Present-day superstars can't escape inquiries into their politics, questions Antetokounmpo will undoubtedly be asked to answer as his star rises. For those who squawk that athletes should just play the game and stay mum about hot-button cultural issues, Antetokounmpo might be the athlete they're pining for. Antetokounmpo has expressed little interest in American politics whose issues are still foreign to him apart from a universal ecumenicism that calls for a general tolerance of difference. He recently started the Charles Antetokounmpo Family Foundation in honor of his father. While the foundation's emphases have yet to be named, Antetokounmpo has expressed interest in providing educational opportunities to youth in the developing world.

 

Teammate Malcolm Brogdonrecently characterized Antetokounmpo as an introvert. To the extent that's an accurate description, much of that can be attributed to his relative newness to the United States and the world of North American basketball. The cultural tropes and idioms of American life are still relatively unfamiliar. Unlike virtually every top-10 player in the NBA, Antetokounmpo didn't grow up on the AAU circuit and he never played in a McDonald's All-American game.
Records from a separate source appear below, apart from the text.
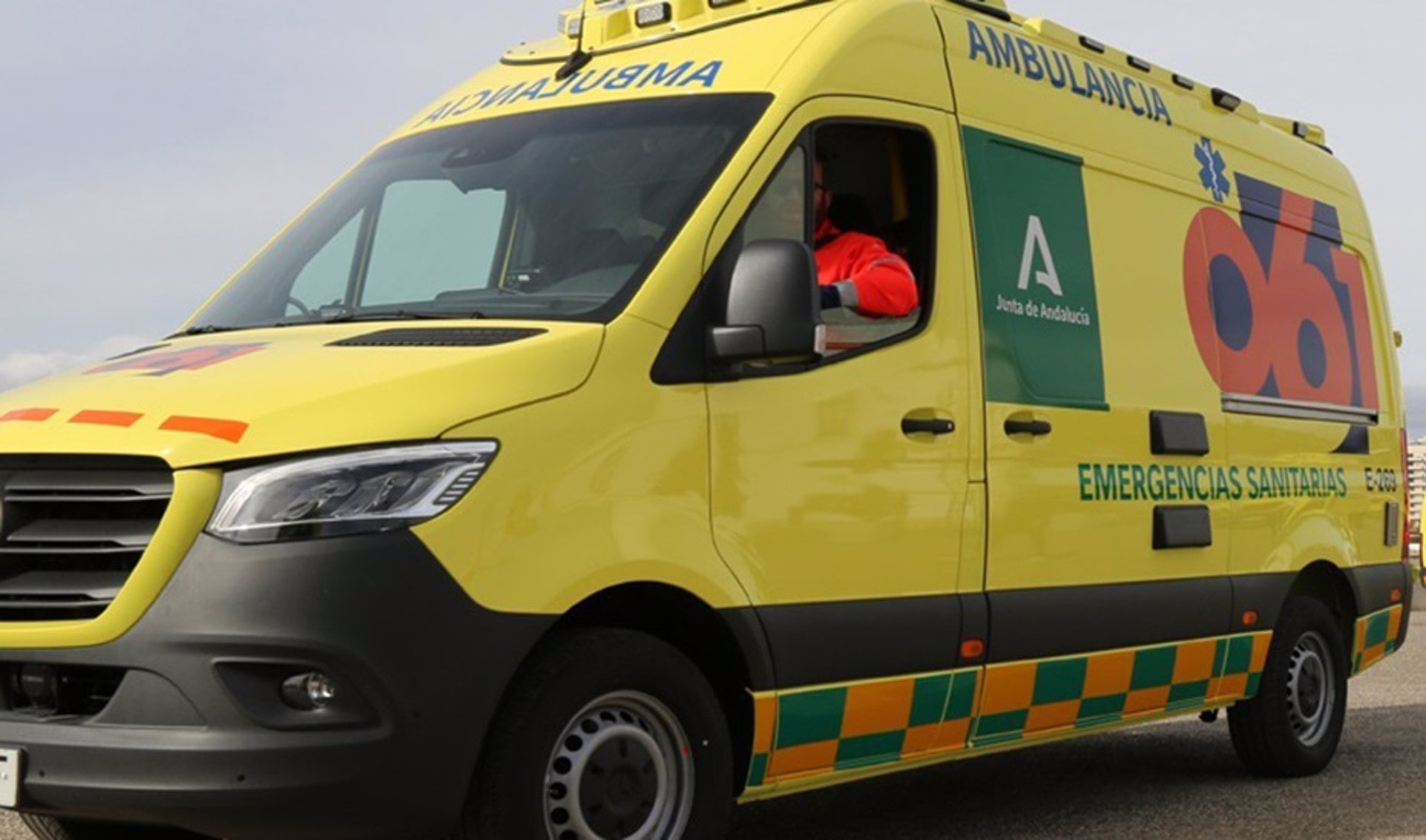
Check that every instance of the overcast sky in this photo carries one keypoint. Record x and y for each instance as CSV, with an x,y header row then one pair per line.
x,y
147,147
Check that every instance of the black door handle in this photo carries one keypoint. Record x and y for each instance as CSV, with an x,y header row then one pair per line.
x,y
930,427
1027,429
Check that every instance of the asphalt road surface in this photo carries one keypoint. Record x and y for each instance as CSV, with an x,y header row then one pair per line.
x,y
1176,779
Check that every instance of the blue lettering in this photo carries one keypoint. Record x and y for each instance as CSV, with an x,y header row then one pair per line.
x,y
502,96
558,90
1113,89
979,45
1093,85
584,86
1004,52
478,100
708,74
533,93
626,77
1130,86
437,114
662,74
1034,71
1074,80
1161,107
1057,65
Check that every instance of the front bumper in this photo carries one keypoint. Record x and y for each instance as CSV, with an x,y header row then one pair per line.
x,y
197,735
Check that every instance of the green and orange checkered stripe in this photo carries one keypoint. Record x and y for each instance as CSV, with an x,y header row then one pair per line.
x,y
1375,638
1052,697
860,725
846,728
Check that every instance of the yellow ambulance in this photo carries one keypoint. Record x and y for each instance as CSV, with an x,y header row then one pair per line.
x,y
561,472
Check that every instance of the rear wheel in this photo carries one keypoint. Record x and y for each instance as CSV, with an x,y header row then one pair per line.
x,y
1294,725
608,735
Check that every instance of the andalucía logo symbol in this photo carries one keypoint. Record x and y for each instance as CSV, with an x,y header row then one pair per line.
x,y
1214,173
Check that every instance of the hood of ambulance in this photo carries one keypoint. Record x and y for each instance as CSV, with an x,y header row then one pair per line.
x,y
268,393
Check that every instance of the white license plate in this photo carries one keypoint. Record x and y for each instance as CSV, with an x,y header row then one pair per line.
x,y
10,778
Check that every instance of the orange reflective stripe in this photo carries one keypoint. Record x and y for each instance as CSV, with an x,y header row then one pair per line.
x,y
230,431
107,418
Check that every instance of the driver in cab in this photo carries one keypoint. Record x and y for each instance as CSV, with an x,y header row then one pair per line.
x,y
857,271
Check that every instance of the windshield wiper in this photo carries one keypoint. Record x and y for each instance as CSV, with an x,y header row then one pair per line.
x,y
209,330
401,316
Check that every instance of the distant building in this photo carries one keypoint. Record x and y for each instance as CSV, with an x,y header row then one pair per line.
x,y
1416,482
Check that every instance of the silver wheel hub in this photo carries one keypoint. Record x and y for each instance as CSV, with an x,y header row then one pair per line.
x,y
621,770
1311,689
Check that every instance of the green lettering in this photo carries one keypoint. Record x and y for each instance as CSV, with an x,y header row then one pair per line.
x,y
1157,482
1104,485
1140,494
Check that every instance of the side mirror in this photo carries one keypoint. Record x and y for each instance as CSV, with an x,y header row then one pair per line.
x,y
773,308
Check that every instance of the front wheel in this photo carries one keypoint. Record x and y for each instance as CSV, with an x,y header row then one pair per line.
x,y
1294,725
608,735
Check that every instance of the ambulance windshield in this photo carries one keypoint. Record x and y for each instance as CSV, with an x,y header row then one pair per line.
x,y
548,215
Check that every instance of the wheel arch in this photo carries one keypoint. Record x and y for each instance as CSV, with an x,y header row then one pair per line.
x,y
1328,584
728,645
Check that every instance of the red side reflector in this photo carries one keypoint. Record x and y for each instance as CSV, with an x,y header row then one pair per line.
x,y
35,415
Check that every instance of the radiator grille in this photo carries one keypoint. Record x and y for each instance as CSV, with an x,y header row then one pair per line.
x,y
71,533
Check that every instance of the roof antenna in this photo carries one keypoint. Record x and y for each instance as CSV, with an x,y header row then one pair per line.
x,y
579,59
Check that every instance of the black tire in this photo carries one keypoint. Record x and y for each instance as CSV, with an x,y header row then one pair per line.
x,y
53,829
582,700
1294,725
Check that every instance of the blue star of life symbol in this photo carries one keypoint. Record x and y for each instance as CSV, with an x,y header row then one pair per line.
x,y
1214,173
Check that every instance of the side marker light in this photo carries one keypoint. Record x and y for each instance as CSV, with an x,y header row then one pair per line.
x,y
654,15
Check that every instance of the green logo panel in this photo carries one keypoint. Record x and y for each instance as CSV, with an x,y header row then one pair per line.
x,y
1038,303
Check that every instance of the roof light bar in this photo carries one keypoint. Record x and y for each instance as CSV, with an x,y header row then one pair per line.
x,y
1225,100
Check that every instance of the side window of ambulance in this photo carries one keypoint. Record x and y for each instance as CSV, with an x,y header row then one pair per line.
x,y
782,212
432,238
322,281
874,232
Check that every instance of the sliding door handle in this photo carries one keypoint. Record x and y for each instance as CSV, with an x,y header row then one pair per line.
x,y
927,427
1020,427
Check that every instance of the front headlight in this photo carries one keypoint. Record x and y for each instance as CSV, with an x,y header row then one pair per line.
x,y
356,492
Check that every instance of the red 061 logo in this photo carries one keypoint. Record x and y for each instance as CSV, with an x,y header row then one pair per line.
x,y
1278,311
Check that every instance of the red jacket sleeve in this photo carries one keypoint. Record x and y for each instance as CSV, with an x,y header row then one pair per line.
x,y
885,283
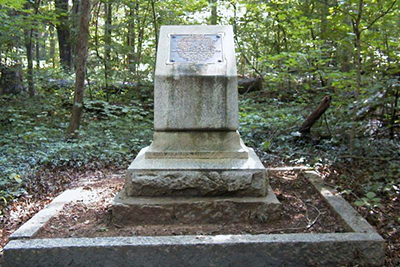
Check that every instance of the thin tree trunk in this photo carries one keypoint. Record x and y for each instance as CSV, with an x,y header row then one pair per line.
x,y
107,41
63,34
214,12
357,33
153,9
29,57
82,50
305,128
52,51
37,49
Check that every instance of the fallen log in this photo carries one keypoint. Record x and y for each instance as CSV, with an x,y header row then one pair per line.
x,y
315,115
249,85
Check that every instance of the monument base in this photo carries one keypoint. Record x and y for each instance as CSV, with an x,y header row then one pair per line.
x,y
195,177
176,177
195,210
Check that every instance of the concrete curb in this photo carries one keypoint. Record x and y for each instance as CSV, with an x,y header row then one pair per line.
x,y
362,245
31,227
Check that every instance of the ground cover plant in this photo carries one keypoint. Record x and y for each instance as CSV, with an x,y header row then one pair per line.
x,y
298,52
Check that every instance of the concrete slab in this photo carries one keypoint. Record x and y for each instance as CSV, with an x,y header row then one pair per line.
x,y
194,210
172,177
360,246
31,227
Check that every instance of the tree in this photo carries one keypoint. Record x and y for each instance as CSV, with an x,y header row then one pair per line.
x,y
64,35
82,54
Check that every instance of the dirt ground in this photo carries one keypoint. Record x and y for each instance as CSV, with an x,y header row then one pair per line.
x,y
304,211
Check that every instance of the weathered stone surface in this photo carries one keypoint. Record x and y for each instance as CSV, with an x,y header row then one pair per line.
x,y
31,227
297,250
197,145
176,210
196,183
361,246
196,95
196,177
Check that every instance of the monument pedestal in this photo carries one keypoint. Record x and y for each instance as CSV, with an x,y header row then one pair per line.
x,y
197,170
221,190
When he landed at JFK the night prior to being drafted by the Bucks, he'd never met any of his fellow 2013 classmates (he was introduced to Gorgui Dieng the following day). No college program recruited him and he'd literally never heard of the University of Kentucky.

 

Over time, Antetokounmpo will catch up with his generational counterparts as he hones his skill, develops habits, and carves his own path in the NBA. He'll be exposed to the temptations that accompany fame, and to material wealth incomprehensible to his adolescent self, who grew up in poverty. Dramatic change in a life so young can alter one's approach to life, and Antetokounmpo could transform into a brand of superstar far different than the projections. It's also possible that "Giannis" never grows into the household name "LeBron," "Steph" or "Kobe" became. If Antetokounmpo chooses to pursue the shy, understated route, that kind of superstardom comes with a prerequisite -- an NBA championship.